In an increasingly digital world, illegal games of chance sites are multiplying in Belgium.
At a time when casinos and gaming halls are closed due to the public health crisis, many players are turning to online gaming. They then risk being taken to a non-regulated site in just a few clicks. This dishonest competition has been denounced and fought with tenacity by Gaming1 for many years now through the voice of its CEO Emmanuel Mewissen.
Pirate sites, danger just a click away
In a constantly changing world, the arrival of digital has caused a real transformation in consumer habits. The public health crisis we are currently experiencing only strengthens this type of digital consumption. In this context, the online gaming offer has grown considerably, bringing an increase in illegal sites.
Despite the creation of a blacklist established by the Belgian Gaming Commission, Belgian players remain the prey of some 500 pirate operators on the market, as the Echo newspaper denounced in January 2021 through a study carried out by Ladbrokes. These illegal operators do not respect the legal obligations on advertising, deposit limits, minimum legal age or payment methods. They are a real danger for players, who no longer benefit from any security measures and are even at risk of legal proceedings.
In practice, blocking these sites is a complicated task. At the start of 2020, a bailiff's study was carried out at the request of Gaming1. This showed that the majority of sites on the blacklist were still active and easily accessible by Belgian players. A situation that Gaming1 denounces with daily complaints.

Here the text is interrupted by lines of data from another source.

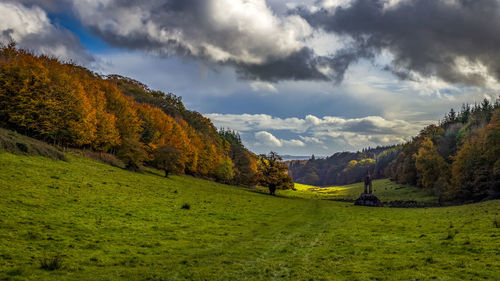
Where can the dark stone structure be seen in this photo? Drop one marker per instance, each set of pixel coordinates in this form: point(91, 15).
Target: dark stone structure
point(367, 198)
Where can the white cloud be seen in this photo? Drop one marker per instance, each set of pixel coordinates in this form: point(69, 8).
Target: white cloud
point(329, 133)
point(267, 139)
point(260, 86)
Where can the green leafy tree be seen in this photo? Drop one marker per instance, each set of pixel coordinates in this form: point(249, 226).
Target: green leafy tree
point(169, 159)
point(224, 171)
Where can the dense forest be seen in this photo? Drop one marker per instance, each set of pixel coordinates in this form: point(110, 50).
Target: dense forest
point(457, 160)
point(70, 106)
point(340, 168)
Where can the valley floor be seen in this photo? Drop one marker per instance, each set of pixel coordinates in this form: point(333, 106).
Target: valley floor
point(110, 224)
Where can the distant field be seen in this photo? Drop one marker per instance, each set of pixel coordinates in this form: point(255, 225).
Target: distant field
point(385, 190)
point(106, 223)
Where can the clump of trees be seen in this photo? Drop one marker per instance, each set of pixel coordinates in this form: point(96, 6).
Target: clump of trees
point(274, 173)
point(457, 159)
point(342, 167)
point(68, 105)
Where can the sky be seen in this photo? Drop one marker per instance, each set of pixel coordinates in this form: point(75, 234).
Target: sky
point(295, 77)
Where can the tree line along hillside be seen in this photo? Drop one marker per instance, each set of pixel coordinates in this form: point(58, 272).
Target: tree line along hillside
point(340, 168)
point(70, 106)
point(457, 160)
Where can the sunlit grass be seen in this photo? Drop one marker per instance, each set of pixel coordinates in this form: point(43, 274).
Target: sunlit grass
point(104, 223)
point(384, 189)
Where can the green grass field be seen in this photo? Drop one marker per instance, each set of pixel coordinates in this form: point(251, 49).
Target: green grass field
point(106, 223)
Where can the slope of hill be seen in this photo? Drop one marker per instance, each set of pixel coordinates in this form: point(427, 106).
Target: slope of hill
point(386, 190)
point(99, 222)
point(71, 106)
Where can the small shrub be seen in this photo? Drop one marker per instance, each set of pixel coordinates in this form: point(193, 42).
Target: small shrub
point(14, 272)
point(51, 263)
point(450, 236)
point(22, 146)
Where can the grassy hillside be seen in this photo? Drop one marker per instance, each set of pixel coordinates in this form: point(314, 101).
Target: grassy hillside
point(106, 223)
point(385, 190)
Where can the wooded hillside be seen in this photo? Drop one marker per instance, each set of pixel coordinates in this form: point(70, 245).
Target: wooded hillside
point(69, 106)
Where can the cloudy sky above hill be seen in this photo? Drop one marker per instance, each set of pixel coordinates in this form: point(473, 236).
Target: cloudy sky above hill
point(296, 77)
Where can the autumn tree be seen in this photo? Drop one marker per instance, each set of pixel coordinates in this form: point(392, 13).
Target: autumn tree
point(432, 171)
point(274, 173)
point(169, 159)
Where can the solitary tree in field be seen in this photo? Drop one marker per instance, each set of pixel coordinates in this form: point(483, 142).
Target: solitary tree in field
point(274, 173)
point(168, 159)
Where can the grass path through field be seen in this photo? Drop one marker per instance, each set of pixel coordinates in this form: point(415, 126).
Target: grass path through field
point(111, 224)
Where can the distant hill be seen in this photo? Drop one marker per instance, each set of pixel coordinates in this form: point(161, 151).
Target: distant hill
point(456, 160)
point(338, 169)
point(72, 107)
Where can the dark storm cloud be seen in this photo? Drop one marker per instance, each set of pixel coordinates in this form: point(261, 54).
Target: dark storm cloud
point(244, 34)
point(424, 36)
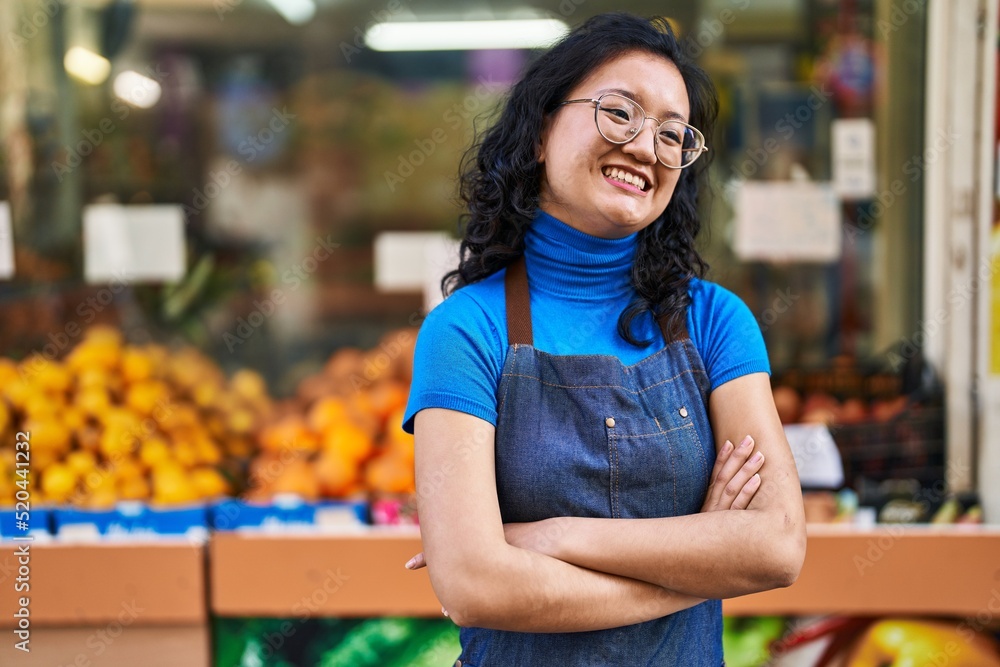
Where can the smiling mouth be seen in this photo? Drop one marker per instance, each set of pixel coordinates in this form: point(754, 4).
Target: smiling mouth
point(623, 176)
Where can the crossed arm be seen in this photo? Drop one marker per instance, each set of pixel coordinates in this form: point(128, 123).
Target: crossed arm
point(573, 573)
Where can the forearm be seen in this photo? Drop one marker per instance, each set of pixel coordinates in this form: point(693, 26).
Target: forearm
point(525, 591)
point(708, 555)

A battle taken to the Belgian House of Representatives
To combat the illegal sphere, a strong and competitive legal sector must first be created. It is with this objective that Emmanuel Mewissen, CEO and co-founder of Gaming1, addressed the Justice Commission at the House of Representatives on 13 May 2020. A precious occasion for the private sector to take part in the national debate on the Act of 7 May 1999 on games of chance, betting, gaming establishments and the protection of players. Emmanuel Mewissen brought expertise from the private sector to call for in-depth reform and spoke in favor of a collaboration between all the relevant actors: "Under the aegis of the regulator, under political regulations and under the operator's expertise, together we must create a system that effectively protects players. Only collaboration with a competitive private sector, the only one to respect the Belgian regulation, will make it possible to hold back the rise of illegal sites."

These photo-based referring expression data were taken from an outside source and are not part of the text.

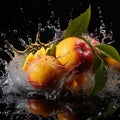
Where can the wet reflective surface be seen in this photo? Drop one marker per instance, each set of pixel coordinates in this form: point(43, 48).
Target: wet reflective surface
point(19, 28)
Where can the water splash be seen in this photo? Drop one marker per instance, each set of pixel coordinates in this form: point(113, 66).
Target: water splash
point(16, 90)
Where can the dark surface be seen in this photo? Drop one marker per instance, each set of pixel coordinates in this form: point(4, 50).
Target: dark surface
point(24, 16)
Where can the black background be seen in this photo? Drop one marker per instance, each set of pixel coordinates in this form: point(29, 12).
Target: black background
point(24, 15)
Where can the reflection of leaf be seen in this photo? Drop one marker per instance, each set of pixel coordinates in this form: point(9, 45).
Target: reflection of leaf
point(100, 78)
point(111, 109)
point(78, 25)
point(109, 51)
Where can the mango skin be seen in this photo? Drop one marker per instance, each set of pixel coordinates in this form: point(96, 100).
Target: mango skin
point(75, 54)
point(45, 72)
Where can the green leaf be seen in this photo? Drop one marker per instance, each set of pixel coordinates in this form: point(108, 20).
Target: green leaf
point(109, 51)
point(78, 25)
point(100, 78)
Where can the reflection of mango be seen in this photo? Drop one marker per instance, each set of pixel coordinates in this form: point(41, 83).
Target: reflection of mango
point(113, 63)
point(74, 53)
point(45, 72)
point(75, 82)
point(65, 116)
point(40, 107)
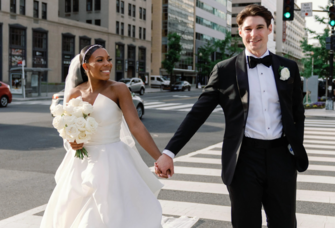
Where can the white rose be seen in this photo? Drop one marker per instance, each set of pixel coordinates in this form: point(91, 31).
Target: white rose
point(58, 122)
point(64, 135)
point(91, 124)
point(76, 102)
point(72, 130)
point(69, 120)
point(80, 122)
point(69, 110)
point(83, 137)
point(77, 112)
point(284, 74)
point(57, 110)
point(87, 108)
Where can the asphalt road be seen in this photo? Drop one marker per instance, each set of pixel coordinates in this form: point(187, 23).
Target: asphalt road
point(31, 150)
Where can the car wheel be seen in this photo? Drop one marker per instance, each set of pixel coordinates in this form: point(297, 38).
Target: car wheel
point(3, 101)
point(140, 110)
point(142, 91)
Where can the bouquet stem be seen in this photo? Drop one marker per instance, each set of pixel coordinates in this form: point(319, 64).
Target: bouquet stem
point(81, 153)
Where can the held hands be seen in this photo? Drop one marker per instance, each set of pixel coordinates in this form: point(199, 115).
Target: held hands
point(164, 166)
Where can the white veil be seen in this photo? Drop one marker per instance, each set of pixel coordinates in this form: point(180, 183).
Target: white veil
point(73, 79)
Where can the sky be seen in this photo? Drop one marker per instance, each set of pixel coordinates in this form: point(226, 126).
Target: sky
point(310, 21)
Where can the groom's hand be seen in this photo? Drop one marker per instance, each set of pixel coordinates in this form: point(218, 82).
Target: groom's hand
point(164, 166)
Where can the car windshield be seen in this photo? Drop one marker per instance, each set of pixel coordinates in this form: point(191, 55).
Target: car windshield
point(125, 80)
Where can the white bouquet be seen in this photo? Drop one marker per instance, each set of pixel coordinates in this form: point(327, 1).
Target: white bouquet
point(74, 123)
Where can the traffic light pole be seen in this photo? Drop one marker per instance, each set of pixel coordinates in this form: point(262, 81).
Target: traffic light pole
point(330, 89)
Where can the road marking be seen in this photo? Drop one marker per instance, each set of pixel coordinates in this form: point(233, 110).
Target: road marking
point(160, 105)
point(176, 107)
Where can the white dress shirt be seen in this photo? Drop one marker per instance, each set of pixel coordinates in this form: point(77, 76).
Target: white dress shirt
point(264, 116)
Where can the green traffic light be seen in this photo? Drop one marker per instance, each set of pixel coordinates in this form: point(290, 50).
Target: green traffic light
point(287, 15)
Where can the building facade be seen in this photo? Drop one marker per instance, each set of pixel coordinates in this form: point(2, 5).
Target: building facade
point(169, 16)
point(213, 20)
point(289, 34)
point(271, 5)
point(49, 33)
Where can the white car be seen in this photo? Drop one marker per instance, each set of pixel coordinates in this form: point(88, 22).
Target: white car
point(158, 81)
point(135, 85)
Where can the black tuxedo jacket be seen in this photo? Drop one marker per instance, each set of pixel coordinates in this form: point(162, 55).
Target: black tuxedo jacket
point(228, 86)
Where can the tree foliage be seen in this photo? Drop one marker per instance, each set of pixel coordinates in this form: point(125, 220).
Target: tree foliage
point(173, 54)
point(228, 47)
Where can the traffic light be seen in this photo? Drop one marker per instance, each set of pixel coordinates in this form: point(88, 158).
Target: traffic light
point(332, 16)
point(288, 10)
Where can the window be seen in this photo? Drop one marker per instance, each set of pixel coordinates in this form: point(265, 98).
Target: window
point(122, 7)
point(44, 11)
point(100, 42)
point(97, 5)
point(40, 49)
point(67, 6)
point(83, 42)
point(13, 6)
point(36, 9)
point(117, 27)
point(67, 53)
point(122, 28)
point(75, 5)
point(118, 6)
point(88, 5)
point(23, 7)
point(17, 46)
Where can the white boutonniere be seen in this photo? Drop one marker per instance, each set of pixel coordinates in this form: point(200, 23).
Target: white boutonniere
point(284, 73)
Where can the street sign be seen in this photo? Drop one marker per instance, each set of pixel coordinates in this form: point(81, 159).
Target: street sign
point(307, 9)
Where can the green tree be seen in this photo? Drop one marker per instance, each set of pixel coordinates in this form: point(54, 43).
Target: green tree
point(228, 47)
point(173, 54)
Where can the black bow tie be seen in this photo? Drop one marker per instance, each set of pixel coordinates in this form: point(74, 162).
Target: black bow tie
point(267, 61)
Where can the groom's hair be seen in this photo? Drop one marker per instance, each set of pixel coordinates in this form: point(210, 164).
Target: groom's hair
point(252, 11)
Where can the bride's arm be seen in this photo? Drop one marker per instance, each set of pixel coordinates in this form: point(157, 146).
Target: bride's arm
point(135, 125)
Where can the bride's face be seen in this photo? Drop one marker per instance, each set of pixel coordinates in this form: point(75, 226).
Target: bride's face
point(99, 64)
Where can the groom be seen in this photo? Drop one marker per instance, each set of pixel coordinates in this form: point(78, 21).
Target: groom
point(260, 95)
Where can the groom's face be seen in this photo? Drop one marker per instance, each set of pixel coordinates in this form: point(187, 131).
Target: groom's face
point(254, 32)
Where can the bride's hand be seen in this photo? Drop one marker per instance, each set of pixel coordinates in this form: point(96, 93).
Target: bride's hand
point(76, 146)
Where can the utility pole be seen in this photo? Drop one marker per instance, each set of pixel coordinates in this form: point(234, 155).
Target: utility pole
point(329, 85)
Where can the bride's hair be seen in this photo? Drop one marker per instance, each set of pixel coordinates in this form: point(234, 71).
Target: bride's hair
point(85, 55)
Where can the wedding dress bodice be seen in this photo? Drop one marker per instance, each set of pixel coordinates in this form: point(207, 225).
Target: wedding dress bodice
point(109, 117)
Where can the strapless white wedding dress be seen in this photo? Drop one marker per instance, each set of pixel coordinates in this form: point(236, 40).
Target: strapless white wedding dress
point(112, 188)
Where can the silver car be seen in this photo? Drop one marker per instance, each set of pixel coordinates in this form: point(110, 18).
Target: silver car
point(135, 85)
point(58, 98)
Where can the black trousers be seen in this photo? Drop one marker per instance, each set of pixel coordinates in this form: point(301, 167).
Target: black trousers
point(266, 176)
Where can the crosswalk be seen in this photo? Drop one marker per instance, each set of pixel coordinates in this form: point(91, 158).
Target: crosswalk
point(196, 189)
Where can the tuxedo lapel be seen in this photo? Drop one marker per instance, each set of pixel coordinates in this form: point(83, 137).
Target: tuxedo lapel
point(242, 79)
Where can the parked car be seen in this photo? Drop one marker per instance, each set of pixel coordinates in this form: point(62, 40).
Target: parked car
point(5, 94)
point(158, 81)
point(182, 85)
point(58, 98)
point(135, 85)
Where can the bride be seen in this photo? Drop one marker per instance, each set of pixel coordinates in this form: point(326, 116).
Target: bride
point(113, 187)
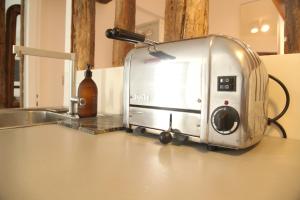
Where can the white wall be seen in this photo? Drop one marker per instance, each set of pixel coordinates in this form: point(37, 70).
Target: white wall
point(45, 29)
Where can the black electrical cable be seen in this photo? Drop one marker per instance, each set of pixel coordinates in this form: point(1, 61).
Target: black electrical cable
point(287, 104)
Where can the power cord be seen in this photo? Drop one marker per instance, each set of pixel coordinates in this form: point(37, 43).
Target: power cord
point(287, 104)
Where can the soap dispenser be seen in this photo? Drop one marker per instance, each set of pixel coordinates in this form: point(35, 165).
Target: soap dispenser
point(88, 93)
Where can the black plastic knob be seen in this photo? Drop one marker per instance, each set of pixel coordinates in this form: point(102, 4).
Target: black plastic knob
point(225, 120)
point(165, 137)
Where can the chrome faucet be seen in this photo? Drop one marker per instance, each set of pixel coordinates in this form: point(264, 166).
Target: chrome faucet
point(21, 50)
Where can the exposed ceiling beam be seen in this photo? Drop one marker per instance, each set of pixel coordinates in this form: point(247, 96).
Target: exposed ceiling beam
point(103, 1)
point(280, 7)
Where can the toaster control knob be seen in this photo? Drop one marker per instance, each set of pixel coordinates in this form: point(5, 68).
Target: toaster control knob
point(225, 120)
point(165, 137)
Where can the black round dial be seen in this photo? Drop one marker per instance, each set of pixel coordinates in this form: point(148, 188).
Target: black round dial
point(225, 120)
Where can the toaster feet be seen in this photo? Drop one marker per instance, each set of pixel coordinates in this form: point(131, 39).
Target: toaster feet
point(211, 148)
point(140, 130)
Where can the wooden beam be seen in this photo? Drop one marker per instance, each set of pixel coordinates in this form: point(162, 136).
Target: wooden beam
point(125, 19)
point(185, 19)
point(11, 27)
point(83, 32)
point(103, 1)
point(279, 4)
point(21, 66)
point(2, 54)
point(292, 26)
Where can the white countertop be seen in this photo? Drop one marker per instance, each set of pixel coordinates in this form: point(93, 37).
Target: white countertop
point(57, 163)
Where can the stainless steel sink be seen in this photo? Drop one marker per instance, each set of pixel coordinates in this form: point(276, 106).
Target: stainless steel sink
point(15, 118)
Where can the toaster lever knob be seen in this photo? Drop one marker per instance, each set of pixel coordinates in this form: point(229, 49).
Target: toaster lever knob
point(225, 120)
point(165, 137)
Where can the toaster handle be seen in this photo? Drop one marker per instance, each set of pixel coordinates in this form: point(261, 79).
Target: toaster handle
point(123, 35)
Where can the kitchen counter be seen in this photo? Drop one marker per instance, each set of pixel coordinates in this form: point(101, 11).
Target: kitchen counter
point(55, 162)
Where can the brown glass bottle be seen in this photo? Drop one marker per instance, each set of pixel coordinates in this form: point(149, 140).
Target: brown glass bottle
point(88, 91)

Advertising to channel players into the legal circuit
This commission was also a chance to approach the banning of advertising for the private sector. Belgium has very strict legislation on the promotion of games of chance. But this does not sufficiently take into account the digital reality. The current market is saturated with both Belgian and foreign illegal gaming sites. These operators are omnipresent and bombard players with advertising messages.
Emmanuel Mewissen explains: "We think advertising for games of chance should be regulated and limited, but we are against a total ban. We should channel players towards the legal sector, where we can identify problematic gaming behavior and we can track players to help them fight a potential addiction.
If we weaken the legal sector, we encourage the illegal sector. Our main goal is always to protect players. But we must think about the way we want to protect them. Would a total ban on advertising, even though it is omnipresent for the illegal sector, allow players to be protected? Do we want players to be constantly exposed to advertising for non-regulated gaming sites without being able to differentiate between the legal and illegal spheres? It seems essential for the legal sector to keep a certain visibility, at least where the illegal sector is present, through sponsoring, affiliation and online advertising."
At Gaming1, we are aware that the promotion of games of chance activities must be done from an ethical, responsible and cautious perspective. Thank to a convention established by BAGO, we are committed to basing our advertising and marketing entirely on a responsible gaming policy by respecting a series of bans and obligations to inform and protect players. In 2020, we also transformed all our advertising time to responsible gaming campaigns without any references to our gaming brands.
The Belgian model, an example to follow
Today, Belgium remains a real example in terms of the channeling rate of online gaming. In fact, in 2020, the attendance rate of legal operators was more than 80%, whereas it was only 17% in the Netherlands and 59% in Germany. The Belgian model also serves as an example in several countries, such as Switzerland, and the State of New York.
Belgium has also been at the forefront of the creation of EPIS (Excluded Persons Information System), a unique prevention tool that consolidates all the people excluded from gaming by the Belgian Gaming Commission. Among the 360,000 people excluded, almost 90% were only excluded as a preventative measure. Systematic identity checks on legal gaming sites allow the most vulnerable players to be protected. Unfortunately, to date, only the private games of chance sector uses this electronic database.
Even if Belgium is an example of the protection of players, the illegal competition is a constant struggle and there is still a long way to go. Efficient protection requires a dialog between the relevant actors: policy makers, the regulator, the private sector and organizations that specialize in addiction (research, health and community associations). If the legislation doesn't allow the creation of a strong and competitive legal sector, the channeling could fall to 79% by 2024. Therefore, the fight against illegal sites continues, always with player protection as the main goal.